Pematangsiantar, LIVESUMUT.com – Ketua Dewan Pimpinan Cabang (DPC) Lembaga Swadaya Masyarakat Perkumpulan Komunitas Pemburu Korupsi (LSM P-KPK RI) Kota Pematangsiantar, Effendy Pandapotan Simanjuntak, menyoroti gangguan yang terjadi pada Sistem Informasi Perkembangan Perkara Pengadilan Negeri Pematangsiantar (SIPP PN Pematangsiantar).
Masyarakat mengeluhkan bahwa mereka tidak bisa mengakses SIPP PN Pematangsiantar, sebuah sistem informasi publik yang seharusnya memungkinkan transparansi dalam proses persidangan.
Menurut laporan, sistem ini telah mengalami gangguan selama hampir tiga bulan, mengakibatkan pencari keadilan tidak dapat memantau perkembangan perkara mereka.
“Bahkan SIPP PN Pematangsiantar sudah lebih kurang tiga bulan tidak dapat berfungsi dengan baik. Setiap orang yang mempunyai perkara di Pengadilan Negeri Pematangsiantar dapat mengikuti perkembangan perkaranya dengan mengklik website Pengadilan Negeri Pematangsiantar, namun sudah hampir tiga bulan belakangan ini tidak dapat berfungsi dengan baik,” ujar Efendy.
“Sehingga apabila mengklik situs web Pengadilan Negeri Pematangsiantar, maka akan muncul situs lain.
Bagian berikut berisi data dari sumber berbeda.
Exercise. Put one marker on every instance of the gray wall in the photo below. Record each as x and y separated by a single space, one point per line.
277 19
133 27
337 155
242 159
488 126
Hal ini mengakibatkan tertutupnya informasi publik Pengadilan dalam menyajikan perkembangan perkara di Pengadilan Negeri Pematangsiantar,” tambah Effendy Pandapotan Simanjuntak.

Ia juga menegaskan bahwa permasalahan ini harus segera diselesaikan oleh pihak PN Pematangsiantar agar sistem informasi kembali berfungsi seperti semula.
Menurut informasi yang diterimanya, gangguan pada sistem ini disebabkan oleh serangan peretas (hacker) sejak 24 Desember 2024.
“Sebagai sebuah sistem informasi dan keterbukaan informasi publik yang harus disajikan setiap hari, maka Pengadilan Negeri Pematangsiantar sudah harusnya memperbaiki situs webnya dengan menyediakan security system pengamanan yang mumpuni dan tenaga ahli IT yang dapat memblok segala jenis serangan hacker. Jangan melakukan pembiaran selama lebih kurang tiga bulan tidak dapat diakses publik. Kami menduga ada yang ditutup-tutupi sehingga website ini tidak bisa berfungsi dengan baik,” tambahnya.
Effendy menekankan bahwa berdasarkan Undang-Undang Keterbukaan Informasi Publik, akses terhadap perkembangan perkara merupakan hak publik yang tidak boleh terhambat, terlebih dengan adanya anggaran pemeliharaan dan perbaikan sistem yang seharusnya digunakan untuk mengatasi masalah ini.
Pihaknya juga meminta perhatian dari Presiden RI Prabowo Subianto, Wakil Presiden Gibran Rakabuming Raka, Kementerian Komunikasi dan Informatika (Kominfo), Ketua Pengadilan Tinggi, dan Ketua Mahkamah Agung untuk segera turun tangan mengatasi permasalahan ini.
“Masyarakat pencari keadilan bermohon kepada Presiden RI Bapak Prabowo Subianto, Wakil Presiden Bapak Gibran Rakabuming Raka, instansi pemerintah, Kominfo/Komdigi, Ketua Pengadilan Tinggi, dan Ketua Mahkamah Agung agar dapat menyelesaikan permasalahan serangan hacker yang menurut Pengadilan Negeri Pematangsiantar sudah meresahkan,” pungkasnya.